Anthropic and OpenAI updates

Nidhi Vichare

9 minute read

February 20, 2026

Claude

Gemini

OpenAI

Microsoft

LLM

Developer Tools

The Inference

Your weekly AI roundup. Models, security, tooling.

Claude Gets a Sonnet, Gemini Gets Sharper, and Everyone Gets a Little More Secure

Author: Nidhi Vichare
Date: February 20, 2026
Read time: ~5 min

TL;DR

Anthropic: Claude Sonnet 4.6: Opus-level performance at Sonnet pricing, 1M context window in beta, same price as 4.5.

Google: Gemini 3.1 Pro in preview; reasoning scores on ARC-AGI-2 more than double 3 Pro.

OpenAI: Lockdown Mode and Elevated Risk labels to guard against prompt injection.

Microsoft: Four purpose-built AI agents (Debugger, Profiler, Test, Modernize) inside Visual Studio.

Average Win Rate Against All Other Models

Credit: arena.ai, results as of February 20, 2026.

🤖 Anthropic Releases Claude Sonnet 4.6

Anthropic has officially launched Claude Sonnet 4.6, and it arrives with a meaningful set of upgrades. The new model sharpens skills across coding, computer use, long-context reasoning, agent planning, knowledge work, and design, making it a genuinely well-rounded upgrade rather than a narrow performance bump.

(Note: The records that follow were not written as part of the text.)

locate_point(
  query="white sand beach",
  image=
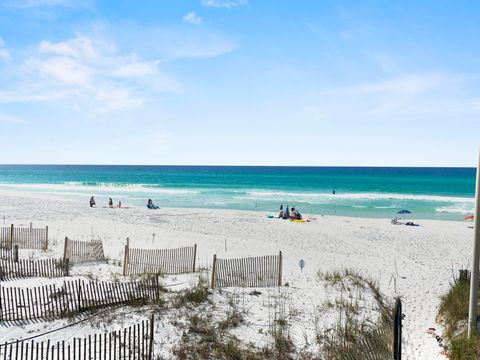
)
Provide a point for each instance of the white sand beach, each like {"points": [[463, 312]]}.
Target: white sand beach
{"points": [[415, 263]]}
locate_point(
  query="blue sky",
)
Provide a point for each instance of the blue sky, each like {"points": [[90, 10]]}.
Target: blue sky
{"points": [[240, 82]]}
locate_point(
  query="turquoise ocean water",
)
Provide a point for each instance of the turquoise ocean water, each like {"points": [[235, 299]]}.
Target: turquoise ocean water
{"points": [[429, 193]]}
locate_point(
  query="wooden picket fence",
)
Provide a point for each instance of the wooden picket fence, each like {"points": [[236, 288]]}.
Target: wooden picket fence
{"points": [[134, 342], [159, 261], [25, 238], [259, 271], [73, 297], [11, 270], [5, 253], [83, 251]]}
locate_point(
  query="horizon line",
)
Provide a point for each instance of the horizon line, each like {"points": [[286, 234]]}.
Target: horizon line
{"points": [[220, 165]]}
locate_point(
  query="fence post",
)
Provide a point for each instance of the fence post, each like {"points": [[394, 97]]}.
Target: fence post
{"points": [[46, 237], [280, 269], [150, 345], [397, 330], [65, 249], [15, 253], [212, 284], [11, 237], [194, 256], [125, 258]]}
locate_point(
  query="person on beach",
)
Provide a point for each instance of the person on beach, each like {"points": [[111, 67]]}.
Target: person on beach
{"points": [[150, 204], [293, 214]]}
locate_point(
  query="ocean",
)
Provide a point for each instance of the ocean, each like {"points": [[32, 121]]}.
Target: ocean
{"points": [[429, 193]]}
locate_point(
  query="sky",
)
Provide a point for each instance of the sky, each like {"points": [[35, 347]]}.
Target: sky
{"points": [[240, 82]]}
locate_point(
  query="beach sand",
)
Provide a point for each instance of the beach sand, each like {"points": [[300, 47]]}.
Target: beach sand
{"points": [[415, 263]]}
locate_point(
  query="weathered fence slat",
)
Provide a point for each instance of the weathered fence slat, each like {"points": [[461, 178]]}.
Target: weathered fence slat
{"points": [[24, 237], [10, 270], [83, 251], [73, 297], [159, 261], [256, 271]]}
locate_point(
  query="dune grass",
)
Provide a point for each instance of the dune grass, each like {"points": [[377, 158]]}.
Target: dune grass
{"points": [[453, 315]]}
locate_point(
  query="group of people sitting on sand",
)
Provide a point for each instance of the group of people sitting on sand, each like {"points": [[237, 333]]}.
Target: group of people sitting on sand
{"points": [[110, 203], [150, 203], [293, 214]]}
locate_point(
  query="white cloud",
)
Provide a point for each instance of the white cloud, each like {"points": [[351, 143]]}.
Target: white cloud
{"points": [[79, 47], [28, 4], [10, 119], [88, 73], [406, 85], [61, 69], [224, 3], [4, 53], [192, 18]]}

Perhaps the most telling signal of Anthropic's confidence: Sonnet 4.6 is now the default model powering both claude.ai and Claude Cowork. For developers, it ships with a 1-million token context window in beta and carries the same pricing as its predecessor, Sonnet 4.5, at $3 per million input tokens and $15 per million output tokens.

"Performance that would have previously required reaching for an Opus-class model, including on real-world, economically valuable office tasks, is now available with Sonnet 4.6. The model also shows a major improvement in computer use skills compared to prior Sonnet models." Anthropic

Bottom line: Opus-level performance at Sonnet pricing. That's a significant value shift for anyone building or working with Claude at scale.

✨ Gemini 3.1 Pro Now Available in Preview

Google is opening up Gemini 3.1 Pro to developers in preview, rolling it out across the Gemini API in Google AI Studio, Gemini CLI, Google Antigravity, and Android Studio. It's also accessible via Vertex AI, Gemini Enterprise, the Gemini app, and NotebookLM.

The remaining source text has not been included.